🤖 AI Summary
Missing data pose a shared challenge in signal processing (SP) and machine learning (ML), yet existing approaches lack a unified treatment across imputation, parameter estimation under missingness, and prediction with incomplete data. Method: We propose the first integrated framework for SP/ML fusion, structured around a novel “task-driven—missingness mechanism modeling—method coordination” paradigm. It explicitly models informative missingness (MNAR) and synergistically unifies statistical imputation, matrix/tensor completion, probabilistic graphical models, deep generative models, and robust optimization. Contribution/Results: Evaluated on diverse real-world datasets spanning multiple domains, our framework yields a reusable conceptual architecture and practical guidelines.
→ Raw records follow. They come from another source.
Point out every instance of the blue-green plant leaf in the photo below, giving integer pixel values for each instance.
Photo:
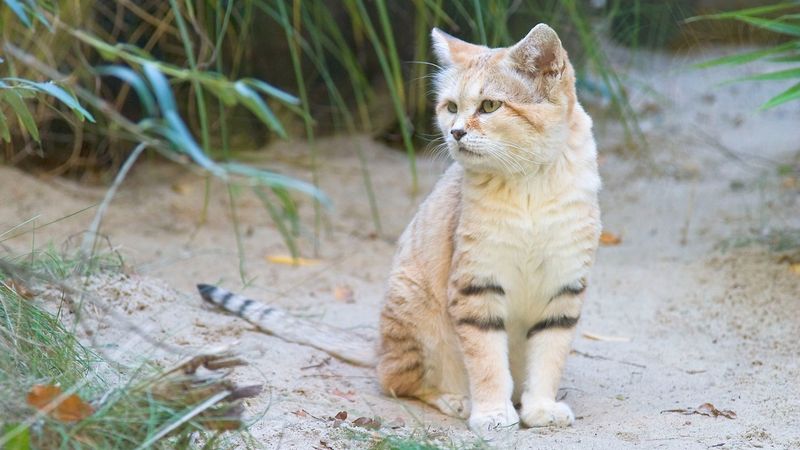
(180, 136)
(256, 105)
(160, 86)
(135, 81)
(19, 10)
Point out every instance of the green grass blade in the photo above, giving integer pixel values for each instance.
(742, 58)
(777, 75)
(4, 132)
(272, 91)
(65, 98)
(23, 114)
(772, 25)
(793, 93)
(738, 14)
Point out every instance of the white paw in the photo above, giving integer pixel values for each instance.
(454, 405)
(547, 414)
(505, 419)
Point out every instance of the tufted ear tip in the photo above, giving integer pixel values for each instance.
(539, 51)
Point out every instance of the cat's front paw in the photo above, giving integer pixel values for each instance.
(505, 419)
(547, 414)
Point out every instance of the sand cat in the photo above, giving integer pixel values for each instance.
(488, 280)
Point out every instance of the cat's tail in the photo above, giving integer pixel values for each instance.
(341, 343)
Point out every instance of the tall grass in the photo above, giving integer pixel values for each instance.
(782, 18)
(188, 79)
(142, 407)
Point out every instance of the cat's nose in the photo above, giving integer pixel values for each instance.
(458, 133)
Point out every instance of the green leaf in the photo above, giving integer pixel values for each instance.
(256, 105)
(66, 98)
(21, 440)
(135, 81)
(21, 110)
(222, 90)
(4, 132)
(793, 93)
(777, 75)
(741, 58)
(738, 14)
(161, 87)
(773, 25)
(19, 10)
(272, 91)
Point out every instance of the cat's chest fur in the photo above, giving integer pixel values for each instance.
(531, 241)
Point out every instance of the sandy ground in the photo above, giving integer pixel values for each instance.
(701, 321)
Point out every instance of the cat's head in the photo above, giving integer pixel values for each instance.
(504, 109)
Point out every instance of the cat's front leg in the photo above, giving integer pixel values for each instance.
(548, 344)
(478, 311)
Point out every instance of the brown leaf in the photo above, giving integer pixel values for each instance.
(343, 293)
(20, 288)
(706, 409)
(600, 337)
(609, 239)
(68, 409)
(349, 395)
(289, 261)
(366, 422)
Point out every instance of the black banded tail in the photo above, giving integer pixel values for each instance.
(338, 342)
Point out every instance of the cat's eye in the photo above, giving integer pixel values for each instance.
(488, 106)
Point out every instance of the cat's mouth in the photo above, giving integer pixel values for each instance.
(465, 150)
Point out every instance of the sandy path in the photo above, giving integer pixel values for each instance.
(704, 325)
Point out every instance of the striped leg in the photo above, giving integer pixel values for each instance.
(548, 345)
(478, 312)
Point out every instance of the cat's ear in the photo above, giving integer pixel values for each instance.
(540, 52)
(452, 51)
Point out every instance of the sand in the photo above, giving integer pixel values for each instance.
(697, 319)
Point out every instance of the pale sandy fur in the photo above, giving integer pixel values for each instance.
(487, 282)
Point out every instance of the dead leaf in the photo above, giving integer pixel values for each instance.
(609, 239)
(68, 409)
(349, 395)
(366, 422)
(291, 261)
(600, 337)
(706, 409)
(181, 188)
(398, 422)
(343, 293)
(20, 288)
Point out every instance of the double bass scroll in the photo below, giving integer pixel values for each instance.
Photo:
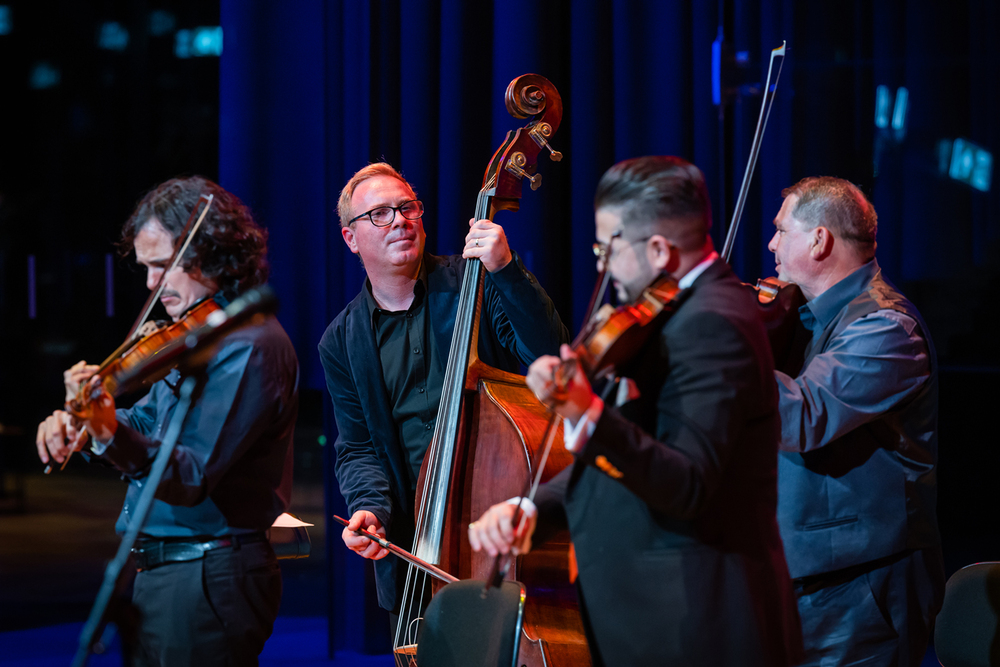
(487, 428)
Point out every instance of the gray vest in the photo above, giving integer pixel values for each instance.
(871, 493)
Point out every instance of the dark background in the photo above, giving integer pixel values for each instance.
(307, 92)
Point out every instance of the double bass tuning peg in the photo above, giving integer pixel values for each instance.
(515, 165)
(540, 133)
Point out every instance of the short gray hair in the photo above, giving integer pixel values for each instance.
(371, 171)
(838, 205)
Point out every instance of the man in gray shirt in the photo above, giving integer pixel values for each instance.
(857, 467)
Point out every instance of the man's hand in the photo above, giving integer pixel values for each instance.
(364, 520)
(494, 530)
(99, 416)
(77, 374)
(58, 436)
(561, 384)
(487, 241)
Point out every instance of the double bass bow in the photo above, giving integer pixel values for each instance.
(487, 424)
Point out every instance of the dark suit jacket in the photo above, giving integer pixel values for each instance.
(518, 324)
(671, 502)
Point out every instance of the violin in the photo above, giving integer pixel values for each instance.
(611, 338)
(614, 335)
(145, 340)
(117, 373)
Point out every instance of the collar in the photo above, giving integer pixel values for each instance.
(419, 290)
(699, 269)
(819, 312)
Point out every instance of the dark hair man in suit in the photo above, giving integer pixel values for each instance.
(671, 500)
(857, 470)
(208, 585)
(384, 355)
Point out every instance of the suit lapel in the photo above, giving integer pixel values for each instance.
(366, 367)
It achieves statistically significant improvements over state-of-the-art methods in accuracy, robustness to missingness patterns, and interpretability—particularly under MNAR—thereby advancing principled, generalizable missing-data handling in SP and ML.
📝 Abstract
This tutorial aims to provide signal processing (SP) and machine learning (ML) practitioners with vital tools, in an accessible way, to answer the question: How to deal with missing data? There are many strategies to handle incomplete signals. In this paper, we propose to group these strategies based on three common tasks: i) missing-data imputation, ii) estimation with missing values and iii) prediction with missing values. We focus on methodological and experimental results through specific case studies on real-world applications. Promising and future research directions, including a better integration of informative missingness, are also discussed. We hope that the proposed conceptual framework and the presentation of recent missing-data problems related will encourage researchers of the SP and ML communities to develop original methods and to efficiently deal with new applications involving missing data.